Tak berhenti di situ, Pak Sopir membawa kami ke Wisata Taman Burung di daerah Aimas. Namanya memang taman burung, tapi hewan di dalamnya lebih banyak tak hanya burung. Semuanya hewan asli Papua dan terbilang langka. Kami bahkan menemukan elang berukuran besar di dalam kandang, beragam jenis monyet, dan hewan besar lainnya. Yang bikin hati teriris adalah mereka semua berada di dalam kendang berukuran sempit dengan makanan yang kondisinya kering.
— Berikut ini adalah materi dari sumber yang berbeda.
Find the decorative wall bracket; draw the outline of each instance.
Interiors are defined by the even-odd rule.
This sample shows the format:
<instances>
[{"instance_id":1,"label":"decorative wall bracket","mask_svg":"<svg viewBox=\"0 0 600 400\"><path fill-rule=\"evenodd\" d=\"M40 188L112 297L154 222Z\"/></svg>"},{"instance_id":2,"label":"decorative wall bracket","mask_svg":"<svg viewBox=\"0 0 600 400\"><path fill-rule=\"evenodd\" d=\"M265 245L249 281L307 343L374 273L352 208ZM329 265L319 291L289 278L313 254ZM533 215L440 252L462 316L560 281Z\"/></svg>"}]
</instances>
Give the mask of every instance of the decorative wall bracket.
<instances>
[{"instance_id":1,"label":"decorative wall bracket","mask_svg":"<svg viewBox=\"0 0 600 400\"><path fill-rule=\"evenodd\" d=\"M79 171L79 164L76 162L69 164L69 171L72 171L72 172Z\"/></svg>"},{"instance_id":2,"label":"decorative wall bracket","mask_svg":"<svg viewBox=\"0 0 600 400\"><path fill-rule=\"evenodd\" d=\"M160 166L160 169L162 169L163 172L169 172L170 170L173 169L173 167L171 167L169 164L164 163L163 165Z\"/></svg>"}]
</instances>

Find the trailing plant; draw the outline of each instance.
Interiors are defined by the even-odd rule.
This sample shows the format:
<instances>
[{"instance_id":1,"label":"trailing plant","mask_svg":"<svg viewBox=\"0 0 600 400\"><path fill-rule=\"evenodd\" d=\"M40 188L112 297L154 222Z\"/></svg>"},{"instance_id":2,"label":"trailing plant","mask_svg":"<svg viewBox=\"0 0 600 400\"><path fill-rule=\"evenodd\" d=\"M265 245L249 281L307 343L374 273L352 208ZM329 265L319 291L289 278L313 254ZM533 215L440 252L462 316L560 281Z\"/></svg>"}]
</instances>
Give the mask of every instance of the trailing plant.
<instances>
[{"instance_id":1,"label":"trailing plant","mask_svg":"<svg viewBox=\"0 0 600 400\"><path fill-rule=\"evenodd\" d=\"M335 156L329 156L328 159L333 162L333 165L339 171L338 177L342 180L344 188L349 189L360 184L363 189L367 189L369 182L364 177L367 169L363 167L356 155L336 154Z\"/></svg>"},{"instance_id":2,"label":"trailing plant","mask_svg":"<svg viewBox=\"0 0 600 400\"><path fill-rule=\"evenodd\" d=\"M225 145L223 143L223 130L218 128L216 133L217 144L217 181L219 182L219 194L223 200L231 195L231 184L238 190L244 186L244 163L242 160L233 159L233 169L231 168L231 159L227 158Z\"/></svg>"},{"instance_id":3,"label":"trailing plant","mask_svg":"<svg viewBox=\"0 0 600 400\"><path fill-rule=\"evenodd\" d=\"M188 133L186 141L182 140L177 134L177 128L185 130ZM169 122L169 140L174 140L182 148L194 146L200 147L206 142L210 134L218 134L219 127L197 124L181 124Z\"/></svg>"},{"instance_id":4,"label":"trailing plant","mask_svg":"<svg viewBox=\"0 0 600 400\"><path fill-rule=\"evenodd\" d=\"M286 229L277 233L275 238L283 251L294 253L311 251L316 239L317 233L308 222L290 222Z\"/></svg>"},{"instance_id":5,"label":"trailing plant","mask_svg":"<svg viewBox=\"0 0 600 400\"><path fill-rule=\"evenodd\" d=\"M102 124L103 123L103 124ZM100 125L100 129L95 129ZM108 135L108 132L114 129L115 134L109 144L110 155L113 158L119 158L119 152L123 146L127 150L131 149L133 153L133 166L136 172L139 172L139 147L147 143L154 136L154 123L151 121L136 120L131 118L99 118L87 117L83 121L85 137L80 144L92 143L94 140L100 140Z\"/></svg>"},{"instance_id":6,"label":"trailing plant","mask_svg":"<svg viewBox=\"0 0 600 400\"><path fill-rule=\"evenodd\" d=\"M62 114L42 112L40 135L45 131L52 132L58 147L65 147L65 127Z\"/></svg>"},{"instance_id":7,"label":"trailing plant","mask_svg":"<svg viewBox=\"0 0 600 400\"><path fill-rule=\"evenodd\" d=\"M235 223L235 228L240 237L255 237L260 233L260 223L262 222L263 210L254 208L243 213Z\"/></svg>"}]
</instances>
Kami mengira mereka semua hanya beberapa kali diberi makan dalam seminggu. Parahnya monyet-monyet ini agresif mungkin tanda lapar dan mengira kami akan memberi makan. Kondisi kandang juga sangat memprihatinkan, kotor.

“Yah, beginilah kondisinya, pandemi. Tidak ada yang berkunjung.” Kata salah seorang petugas yang juga tinggal di sana. Ada 2 petugas yang kami temui.

“Dari pemerintah sendiri gimana, Pak? Tidak ada bantuan?” Tanya saya penasaran.

“Ada, waktu kemaren. Tapi sudah habis, mereka ini kan makannya terus, ya. Jadi terpaksa ada beberapa yang dijual.”

Hah! Dijual, Pak? Sayang banget. Ini, kan, langka.” Hati ingin menangis saat tau fakta sesungguhnya tentang hewan-hewan langka ini. Saya membayangkan saat mereka dijual, kalau dijual ke orang yang sungguh-sungguh sayang binatang mungkin masih oke, tapi kalau dijual ke sembarang orang?


Ah tak tau lagi. Mau bilang mending dilepas aja ke habitatnya juga saya tak punya hak. Semoga dengan berakhirnya pandemi, semua satwa ini menjadi lebih baik kondisinya.

Begitulah kira-kira cerita perjumpaan kami dengan para penghuni tanah Papua di Sorong. Banyak hal yang membuat pikiran kami terbuka. Kota ini adalah awal perkenalan dari perjalanan kami di tanah Papua.